To further encourage adoption, provide a way for the customer to try the product at no charge before committing to purchase. Ultimately, you want to make the experience as friction-free and risk-free as possible.

Build Trust Through Transparency

End users need to trust your product to use it, so avoid the classic “black box” problem of AI by being transparent about how it arrives at answers and recommendations. For example, if you offer a system that helps sales reps decide which specific offers to make to a customer, to build trust, show the sources of data used alongside the recommendations.

You might even display the level of confidence in a recommendation, so that end users have as much information as possible to make their decision and aren’t being asked to blindly trust an algorithm that they don’t understand.

Optimize Your Development and Operating Costs

Most startups have limited funding, and there are ways to manage the costs of generative AI while still building a powerful product. For example, there are many different LLMs to choose from, and your selection will depend on what capabilities you need in terms of model size, model type and performance. You want the models that provide the functionality you need at the least cost.

Fine-tuning a model is technically challenging and requires specialized expertise, which means hiring expensive engineering talent in a competitive hiring market. Retrieval augmented generation (RAG) can be a more cost-effective approach for model training and provides sufficiently accurate results for many applications.

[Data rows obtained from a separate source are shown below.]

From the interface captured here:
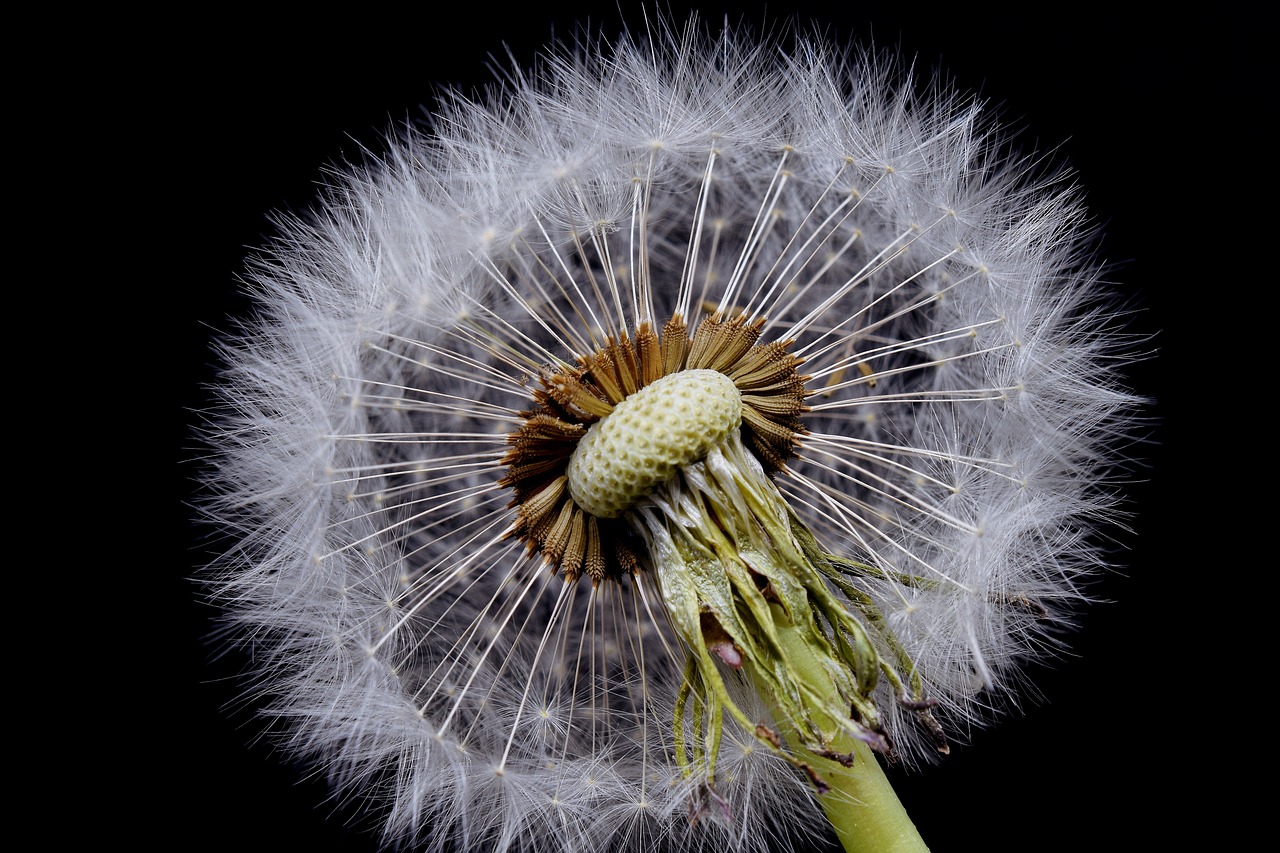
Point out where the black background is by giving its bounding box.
[167,1,1228,852]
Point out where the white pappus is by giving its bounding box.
[202,13,1137,850]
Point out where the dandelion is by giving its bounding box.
[197,14,1134,850]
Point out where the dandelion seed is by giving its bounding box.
[197,14,1134,850]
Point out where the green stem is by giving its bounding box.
[772,605,929,853]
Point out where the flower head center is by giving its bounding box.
[502,314,808,581]
[568,369,742,519]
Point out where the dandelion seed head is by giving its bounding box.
[197,13,1135,850]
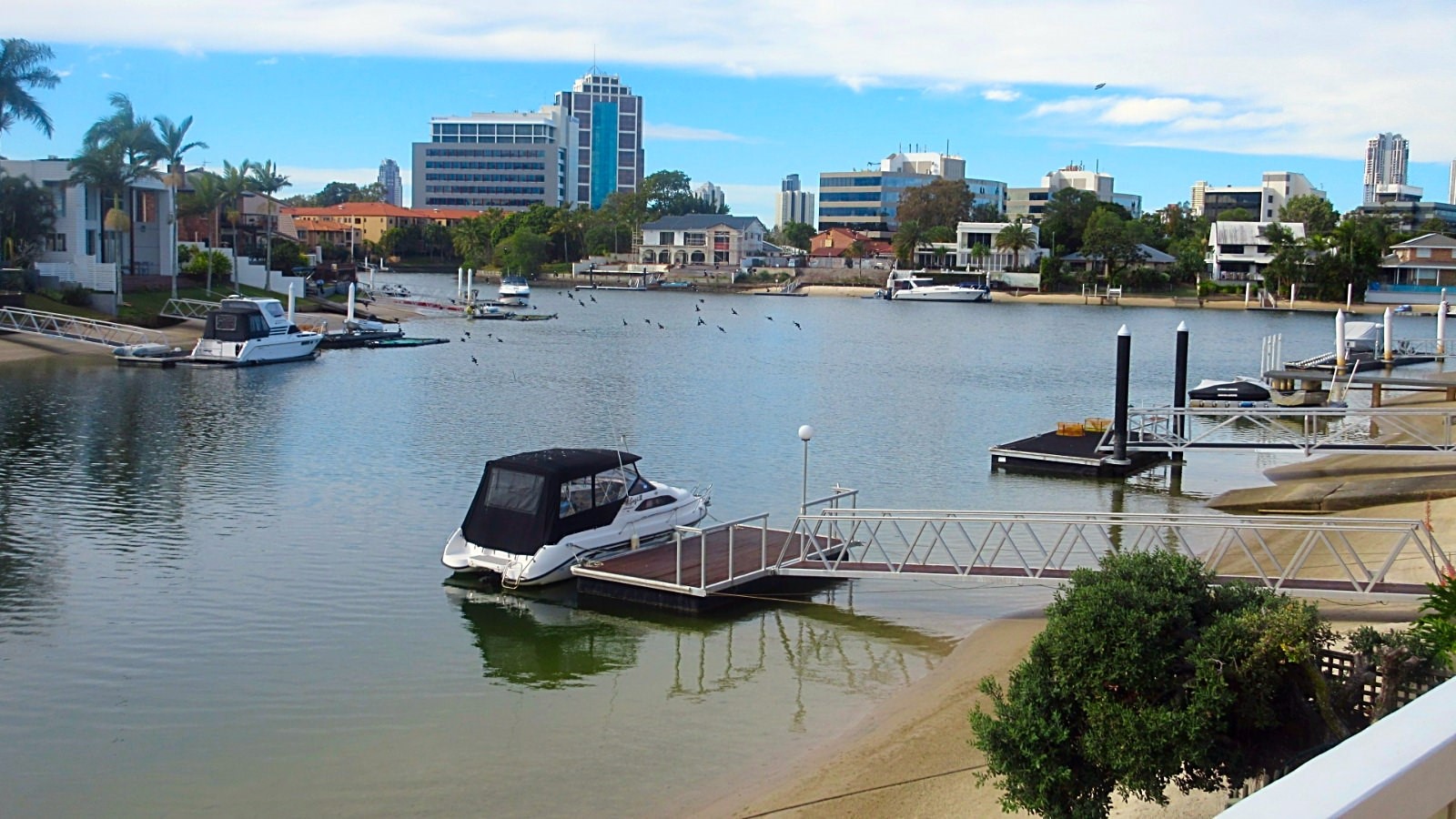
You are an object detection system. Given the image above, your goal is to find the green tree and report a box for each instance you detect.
[890,220,926,268]
[895,179,973,230]
[1082,210,1143,287]
[0,38,61,151]
[82,93,163,275]
[248,159,291,290]
[971,552,1347,819]
[0,170,56,267]
[996,219,1042,268]
[497,228,551,278]
[779,221,814,250]
[1279,194,1340,236]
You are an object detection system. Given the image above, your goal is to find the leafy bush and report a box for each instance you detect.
[970,552,1347,817]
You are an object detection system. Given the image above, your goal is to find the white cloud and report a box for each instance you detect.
[16,0,1456,162]
[642,123,743,143]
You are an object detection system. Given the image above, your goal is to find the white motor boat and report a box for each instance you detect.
[497,276,531,306]
[440,449,708,589]
[885,269,992,301]
[187,296,323,368]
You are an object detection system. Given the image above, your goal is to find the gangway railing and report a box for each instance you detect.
[1097,407,1456,455]
[0,308,167,347]
[162,298,223,319]
[770,509,1451,598]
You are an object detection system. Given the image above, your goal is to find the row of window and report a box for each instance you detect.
[425,147,546,159]
[430,136,556,146]
[425,174,546,182]
[425,197,553,208]
[820,192,879,203]
[425,185,546,197]
[425,159,546,170]
[434,123,556,137]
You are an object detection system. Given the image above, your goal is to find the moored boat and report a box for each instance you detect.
[440,449,708,587]
[885,269,992,301]
[187,296,323,368]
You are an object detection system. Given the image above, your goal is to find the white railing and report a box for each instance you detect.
[1220,681,1456,819]
[770,509,1449,596]
[35,259,116,293]
[0,308,167,347]
[1117,407,1456,455]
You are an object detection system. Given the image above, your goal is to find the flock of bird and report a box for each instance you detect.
[460,290,804,366]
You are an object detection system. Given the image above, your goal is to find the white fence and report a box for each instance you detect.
[35,261,116,293]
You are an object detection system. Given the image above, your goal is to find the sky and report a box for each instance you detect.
[0,0,1456,223]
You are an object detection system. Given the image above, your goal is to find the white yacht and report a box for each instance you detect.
[440,449,708,589]
[187,296,323,368]
[497,276,531,305]
[885,269,992,301]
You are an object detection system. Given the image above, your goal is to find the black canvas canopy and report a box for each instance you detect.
[460,449,641,555]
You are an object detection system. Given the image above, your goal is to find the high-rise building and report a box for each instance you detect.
[379,159,405,206]
[693,182,728,211]
[410,105,578,211]
[1363,134,1410,204]
[774,174,814,228]
[556,66,645,208]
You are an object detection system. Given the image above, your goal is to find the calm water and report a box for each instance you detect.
[0,277,1409,817]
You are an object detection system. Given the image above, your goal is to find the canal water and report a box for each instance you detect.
[0,277,1409,817]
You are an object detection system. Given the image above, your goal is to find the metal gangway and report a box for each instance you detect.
[0,308,167,347]
[588,487,1451,602]
[1097,407,1456,455]
[160,298,223,320]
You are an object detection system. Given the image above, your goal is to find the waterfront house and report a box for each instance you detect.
[808,228,894,268]
[0,157,172,312]
[639,213,766,267]
[1366,233,1456,305]
[1204,221,1305,283]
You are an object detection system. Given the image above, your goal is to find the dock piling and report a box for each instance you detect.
[1108,324,1133,466]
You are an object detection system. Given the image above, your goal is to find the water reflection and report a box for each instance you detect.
[446,586,642,688]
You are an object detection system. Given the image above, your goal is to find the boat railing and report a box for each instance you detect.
[672,511,769,589]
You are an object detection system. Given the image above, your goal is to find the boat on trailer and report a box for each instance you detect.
[440,449,709,589]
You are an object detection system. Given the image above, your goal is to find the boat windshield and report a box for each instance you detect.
[485,468,544,514]
[559,463,650,518]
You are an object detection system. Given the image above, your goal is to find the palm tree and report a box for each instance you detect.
[82,93,162,271]
[0,38,61,265]
[182,170,228,293]
[249,159,291,290]
[0,38,61,153]
[151,116,207,298]
[218,159,253,269]
[996,220,1036,267]
[970,242,992,269]
[891,218,925,267]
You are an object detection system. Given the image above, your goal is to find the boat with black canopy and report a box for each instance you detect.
[440,449,709,587]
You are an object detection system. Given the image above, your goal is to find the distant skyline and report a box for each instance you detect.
[0,0,1456,221]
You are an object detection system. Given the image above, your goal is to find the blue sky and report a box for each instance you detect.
[0,0,1456,221]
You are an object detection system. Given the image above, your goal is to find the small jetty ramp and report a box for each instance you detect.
[0,308,167,349]
[572,490,1451,612]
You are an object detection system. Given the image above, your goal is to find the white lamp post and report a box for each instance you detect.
[799,424,814,514]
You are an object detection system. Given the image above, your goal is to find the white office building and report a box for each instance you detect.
[1361,134,1410,206]
[410,105,578,211]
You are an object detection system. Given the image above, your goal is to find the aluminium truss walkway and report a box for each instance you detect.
[0,308,167,347]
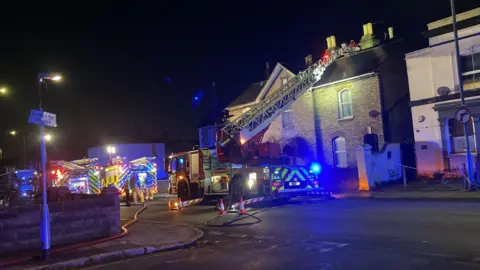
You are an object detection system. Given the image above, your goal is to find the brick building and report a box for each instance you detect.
[201,24,414,181]
[263,26,414,172]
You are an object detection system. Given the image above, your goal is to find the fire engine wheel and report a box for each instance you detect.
[177,182,190,201]
[229,174,245,202]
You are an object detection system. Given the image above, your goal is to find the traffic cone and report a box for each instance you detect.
[218,199,225,215]
[178,198,183,211]
[239,197,247,215]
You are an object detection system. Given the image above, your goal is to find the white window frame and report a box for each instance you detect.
[461,51,480,90]
[332,136,348,168]
[338,88,353,119]
[282,110,293,128]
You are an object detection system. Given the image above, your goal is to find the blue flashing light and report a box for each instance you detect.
[310,163,322,174]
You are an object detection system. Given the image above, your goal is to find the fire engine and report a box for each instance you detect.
[165,149,325,200]
[165,44,360,199]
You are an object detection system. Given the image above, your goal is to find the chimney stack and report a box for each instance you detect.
[388,27,394,39]
[359,22,380,50]
[327,36,337,49]
[305,54,313,67]
[367,23,373,36]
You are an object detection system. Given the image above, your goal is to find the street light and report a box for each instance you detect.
[37,73,62,260]
[107,145,116,154]
[107,145,117,162]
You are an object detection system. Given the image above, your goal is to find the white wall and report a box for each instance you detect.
[356,143,403,190]
[405,22,480,171]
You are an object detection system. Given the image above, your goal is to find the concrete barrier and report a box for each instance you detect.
[0,187,121,254]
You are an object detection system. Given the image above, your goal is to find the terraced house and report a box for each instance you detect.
[201,24,414,188]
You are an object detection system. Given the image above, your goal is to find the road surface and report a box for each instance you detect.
[89,197,480,270]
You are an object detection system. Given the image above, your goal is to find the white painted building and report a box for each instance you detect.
[405,8,480,174]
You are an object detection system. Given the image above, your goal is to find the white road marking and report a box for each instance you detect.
[228,233,247,238]
[319,241,348,248]
[208,231,223,235]
[253,236,275,239]
[268,245,278,249]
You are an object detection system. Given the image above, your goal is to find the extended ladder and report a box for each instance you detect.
[220,46,360,146]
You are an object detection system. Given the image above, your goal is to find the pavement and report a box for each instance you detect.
[0,201,203,269]
[85,199,480,270]
[335,179,480,202]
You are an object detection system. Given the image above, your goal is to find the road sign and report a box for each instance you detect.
[28,110,57,127]
[455,108,472,124]
[42,112,57,127]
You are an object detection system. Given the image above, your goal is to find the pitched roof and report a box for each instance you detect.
[313,41,401,87]
[227,81,266,108]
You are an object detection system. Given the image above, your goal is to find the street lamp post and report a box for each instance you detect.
[9,130,27,169]
[107,145,117,162]
[37,73,61,260]
[450,0,474,189]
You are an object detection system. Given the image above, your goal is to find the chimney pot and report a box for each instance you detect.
[330,36,337,48]
[388,27,394,39]
[367,23,373,35]
[363,24,368,36]
[327,37,332,49]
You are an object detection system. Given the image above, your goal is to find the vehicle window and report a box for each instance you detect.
[170,158,177,172]
[178,158,185,170]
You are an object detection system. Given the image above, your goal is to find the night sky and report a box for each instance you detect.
[0,0,480,162]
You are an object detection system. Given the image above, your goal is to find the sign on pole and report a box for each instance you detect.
[42,112,57,127]
[28,110,57,127]
[455,107,472,124]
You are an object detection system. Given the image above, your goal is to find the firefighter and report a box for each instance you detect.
[123,177,130,206]
[130,174,145,205]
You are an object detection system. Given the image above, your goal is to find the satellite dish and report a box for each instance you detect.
[437,86,450,96]
[368,110,380,118]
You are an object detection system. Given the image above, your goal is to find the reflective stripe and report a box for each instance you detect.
[88,167,100,194]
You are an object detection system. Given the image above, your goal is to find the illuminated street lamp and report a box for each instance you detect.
[107,145,116,154]
[37,73,62,260]
[107,145,117,162]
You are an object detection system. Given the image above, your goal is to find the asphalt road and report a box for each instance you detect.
[89,197,480,270]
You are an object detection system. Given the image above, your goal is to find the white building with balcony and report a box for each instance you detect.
[405,8,480,174]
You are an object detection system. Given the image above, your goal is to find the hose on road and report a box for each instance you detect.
[204,181,266,227]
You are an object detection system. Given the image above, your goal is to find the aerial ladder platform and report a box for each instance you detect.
[216,44,360,162]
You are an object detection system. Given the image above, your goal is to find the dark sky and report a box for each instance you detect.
[0,0,480,158]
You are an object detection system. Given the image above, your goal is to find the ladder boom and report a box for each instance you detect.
[219,45,360,146]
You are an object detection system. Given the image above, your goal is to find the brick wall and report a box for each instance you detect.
[262,91,317,165]
[0,190,121,254]
[314,75,384,168]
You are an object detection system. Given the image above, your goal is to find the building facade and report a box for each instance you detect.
[200,24,415,189]
[405,8,480,174]
[263,23,415,169]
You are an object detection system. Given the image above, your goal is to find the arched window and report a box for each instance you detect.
[338,89,353,119]
[332,137,347,168]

It takes a lot of experimentation to arrive at these decisions, so engineers need a development environment that allows them to test different models and training patterns in a way that’s cost-efficient and doesn’t lock them into an approach that turns out to be incorrect. Generative AI projects are susceptible to technical debt, but these debts can be managed if engineers are thoughtful and deliberate about the development process.

Conclusion

As enterprises and startups ride the wave of generative AI, they must anchor their strategies in solving genuine business needs. The differentiator isn’t solely the technology but also the data strategy that underpins your AI application. Bringing your AI application to the data — emphasizing security, governance and operational transparency — is not just good practice; it’s a competitive advantage.